The front page of the August 8-14 edition carries the following headline: "America's unjust sex laws." What follows are four of the most sensible pages of prose written on what I refer to as the New Prudery.

Yes, it was horrible that Megan Kanka was abducted and killed by a man who twice before had been convicted of sex offences. The neighbors never knew. So we passed Megan's law, and we now all but plaster the faces of each and every person convicted of a sex offense on milk cartons. And then Adam Walsh's father got in the act. The Adam Walsh Act, named after another murdered child, will soon require that states make their sex offender registries public. We can vet each and every neighbor to see whether they too have played outside the lines of our ever tightening libidinal box.

But just who belongs in this box? Sure, let me know if there is rapist in my midst, or a man or woman intent on violence. But there are some 640,000 Americans on sex offender registries -- that is more than the population of North Dakota, Vermont or Wyoming. And the numbers keep growing. Not all of these folks are dangerous. Most, in fact, are guilty of nothing more that curiosity, or isolated acts of bad judgment.

Some prosecutors now regard it as a sex offense for one teenager to pass along a photograph of them self to another teenager, a practice known as "sexting." Or how about the young man who looks at some child pornography one night on the computer? He, too, is a sex offender. So are some young men who have consensual sexual relations with another young person.

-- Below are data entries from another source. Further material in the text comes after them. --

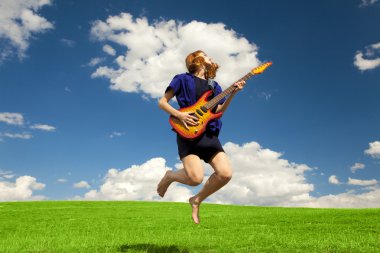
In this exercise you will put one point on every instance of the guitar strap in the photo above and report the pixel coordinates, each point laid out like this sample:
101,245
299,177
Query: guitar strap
211,84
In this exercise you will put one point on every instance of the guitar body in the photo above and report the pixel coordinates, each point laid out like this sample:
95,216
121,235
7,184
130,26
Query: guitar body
198,110
202,109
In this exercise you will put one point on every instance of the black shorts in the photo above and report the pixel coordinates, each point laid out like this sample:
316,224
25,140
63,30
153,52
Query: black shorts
205,147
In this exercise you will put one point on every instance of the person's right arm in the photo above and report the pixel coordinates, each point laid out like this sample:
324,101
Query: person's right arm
185,117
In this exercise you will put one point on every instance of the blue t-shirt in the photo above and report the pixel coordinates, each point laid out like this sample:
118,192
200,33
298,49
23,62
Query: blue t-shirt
184,89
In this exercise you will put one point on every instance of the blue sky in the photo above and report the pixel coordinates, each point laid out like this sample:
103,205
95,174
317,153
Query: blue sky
79,84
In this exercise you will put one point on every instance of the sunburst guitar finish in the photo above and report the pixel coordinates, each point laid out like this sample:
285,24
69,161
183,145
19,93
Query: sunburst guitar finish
202,109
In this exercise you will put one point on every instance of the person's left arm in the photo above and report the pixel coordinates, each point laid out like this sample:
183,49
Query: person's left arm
223,107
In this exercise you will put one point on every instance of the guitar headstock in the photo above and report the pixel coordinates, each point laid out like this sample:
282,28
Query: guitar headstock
260,69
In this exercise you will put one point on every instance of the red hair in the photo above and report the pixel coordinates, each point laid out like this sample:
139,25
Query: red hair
195,61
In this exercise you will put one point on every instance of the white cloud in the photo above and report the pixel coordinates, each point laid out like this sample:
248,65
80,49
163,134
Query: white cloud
21,189
368,60
357,166
43,127
261,177
12,118
138,182
82,184
353,181
367,2
18,21
109,50
333,180
155,52
369,199
24,136
95,61
374,149
67,42
116,134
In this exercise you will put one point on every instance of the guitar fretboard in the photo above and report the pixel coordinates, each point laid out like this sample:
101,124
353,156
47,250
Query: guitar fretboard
213,102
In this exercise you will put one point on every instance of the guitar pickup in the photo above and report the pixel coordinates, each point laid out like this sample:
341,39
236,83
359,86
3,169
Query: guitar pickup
195,115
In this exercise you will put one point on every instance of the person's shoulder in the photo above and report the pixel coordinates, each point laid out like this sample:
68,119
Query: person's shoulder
217,85
183,76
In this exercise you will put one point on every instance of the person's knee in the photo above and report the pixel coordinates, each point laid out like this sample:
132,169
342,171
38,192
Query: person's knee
196,179
225,175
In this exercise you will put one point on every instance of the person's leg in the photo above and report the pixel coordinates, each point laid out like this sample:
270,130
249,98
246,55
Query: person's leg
192,174
222,175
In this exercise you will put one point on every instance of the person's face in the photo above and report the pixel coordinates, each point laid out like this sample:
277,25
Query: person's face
207,59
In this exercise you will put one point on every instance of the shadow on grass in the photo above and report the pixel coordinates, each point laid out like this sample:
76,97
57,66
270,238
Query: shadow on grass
151,248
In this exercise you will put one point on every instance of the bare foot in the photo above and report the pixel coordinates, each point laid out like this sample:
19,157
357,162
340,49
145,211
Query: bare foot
164,183
195,212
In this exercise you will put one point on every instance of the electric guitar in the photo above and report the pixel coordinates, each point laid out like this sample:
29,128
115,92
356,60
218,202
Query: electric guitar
202,109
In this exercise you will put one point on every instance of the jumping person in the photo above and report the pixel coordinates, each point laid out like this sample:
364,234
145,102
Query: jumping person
188,88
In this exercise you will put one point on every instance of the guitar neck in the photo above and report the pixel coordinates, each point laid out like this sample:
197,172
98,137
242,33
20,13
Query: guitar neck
213,102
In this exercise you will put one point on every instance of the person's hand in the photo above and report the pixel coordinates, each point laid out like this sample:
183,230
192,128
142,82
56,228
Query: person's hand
239,85
187,118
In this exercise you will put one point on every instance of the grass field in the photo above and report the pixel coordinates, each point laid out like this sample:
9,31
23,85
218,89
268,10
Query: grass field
79,226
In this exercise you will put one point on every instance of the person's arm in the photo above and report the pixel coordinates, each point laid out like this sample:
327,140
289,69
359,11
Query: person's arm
223,107
185,117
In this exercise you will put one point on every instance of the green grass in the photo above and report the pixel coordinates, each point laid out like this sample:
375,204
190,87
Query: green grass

Lawmakers just keep pouring fuel on the fire. In an effort to appear tough on crime, lawmakers rarely scale back laws regarding sex offenses. They engage in what the Economist calls the "ratchet effect." They try to outdo one another with harsh penalties and consequences. "Every lawmaker who wants to sound tough on sex offenders has to propose a law tougher than the one enacted by the last politician who wanted to sound tough on sex offenders," the magazine notes.

A man or woman facing a sex offense really faces four harms. There is the obvious threat of incarceration, a very real possibility given the both the states and the federal governments increasingly resort to mandatory minimum sentences. And then there are the gifts that keep on giving, long after a prison term is completed: new-found and disabling status as a felon; the requirement, often for life, to register on a public sex offender registry; and, the silent but deadly requirement that a person engage in "treatment." Lives are wantonly ruined over simple acts of curiosity.

The Economist reports that Human Rights Watch calls for the United States to scale back requirements regarding registration as a sex offender. These registries simplify vigilante violence by targeting potential victims. The great failing of the American criminal justice system as regards sex offenders is the failure to draw distinctions between lesser and more serious offenses.

Did you know, ladies and gentlemen, the urinating in public is considered by some to be a sex offense? "Guilty," I plead, guilty as charged of the ever-present need among all men over the age of 50 to pee often. Should I wear a trench coat the next time I am huddled along side my car? And will it serve as mitigation if I tell my sentencing judge that I shook my offending member but once to drive off the lingering drops?

I speak to clients and prospective clients almost daily about the need to educate lawmakers in our midst. Let the Solons know that the sex offender laws are a public health epidemic. The war on sex is much like the war on drugs, a costly failure. In weeks to come, I think I will preach less and simply hand out copies of the piece from the Economist. When the world notices our folly, it is well past time for us to pay attention.

Read the Economist piece. Read it and weep. And then send a copy to a lawmaker in a plain wrapper and pray he or she has the courage to read all four pages.